Daiichi Sankyo, one of Japan's largest pharmaceutical companies, has entered a collaboration with Meddenovo Drug Design to apply AI-powered computational approaches to the discovery of novel cyclic peptide-based drug candidates. The partnership pairs Daiichi Sankyo's drug development expertise with Meddenovo's Mexa platform, which combines artificial intelligence and physics-based computational chemistry to design cyclic peptides targeting difficult-to-drug biological targets.

Cyclic peptides are short chains of amino acids whose ends are chemically bonded to form a ring structure. Unlike linear peptides, which are quickly broken down by enzymes in the body, cyclic peptides are more metabolically stable and can bind to protein surfaces that conventional small-molecule drugs cannot effectively target. This makes them a particularly promising modality for oncology, infectious disease, and autoimmune conditions — areas where "undruggable" targets have long frustrated drug developers.

AI meets peptide chemistry

Meddenovo, a European startup, has built what it describes as the largest database of cyclic peptide-like medicines, integrated with AI models that can predict molecular properties, binding affinity, and drug-like characteristics before a single compound is synthesized. The Mexa platform uses a hybrid approach: machine learning models trained on existing peptide data, combined with physics-based simulations that model molecular interactions at the atomic level.

The collaboration reflects a broader industry trend. Among peptide-drug conjugates entering clinical trials since 2022, an estimated 78% have utilized AI-optimized components. Companies like Pepticom and ProteinQure are building entire businesses around AI-driven peptide design, and the third annual Peptide-Based Therapeutics Summit in Boston this month features AI drug design as a major theme.

Beyond GLP-1: the cyclic peptide opportunity

While public attention has focused overwhelmingly on GLP-1 receptor agonists for obesity — drugs like semaglutide, a GLP-1 receptor agonist, and tirzepatide, a dual GIP/GLP-1 receptor agonist — the therapeutic potential of peptides extends far beyond metabolic disease. Cyclic peptides in particular are being investigated as targeted cancer therapeutics, antimicrobial agents to combat antibiotic resistance, and modulators of protein-protein interactions in neurodegenerative disease.

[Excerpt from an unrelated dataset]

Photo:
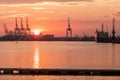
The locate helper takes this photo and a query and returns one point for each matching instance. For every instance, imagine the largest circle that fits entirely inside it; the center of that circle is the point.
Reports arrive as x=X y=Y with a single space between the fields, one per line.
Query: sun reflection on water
x=36 y=58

For Daiichi Sankyo, the partnership extends its modality portfolio beyond the antibody-drug conjugates (ADCs) that have driven its recent oncology success — including the blockbuster Enhertu (trastuzumab deruxtecan). Cyclic peptide-drug conjugates could offer similar targeted delivery with potentially different pharmacokinetic profiles.

The financial terms of the deal were not disclosed. Both companies indicated that initial programs will focus on oncology targets, with the potential to expand into other therapeutic areas.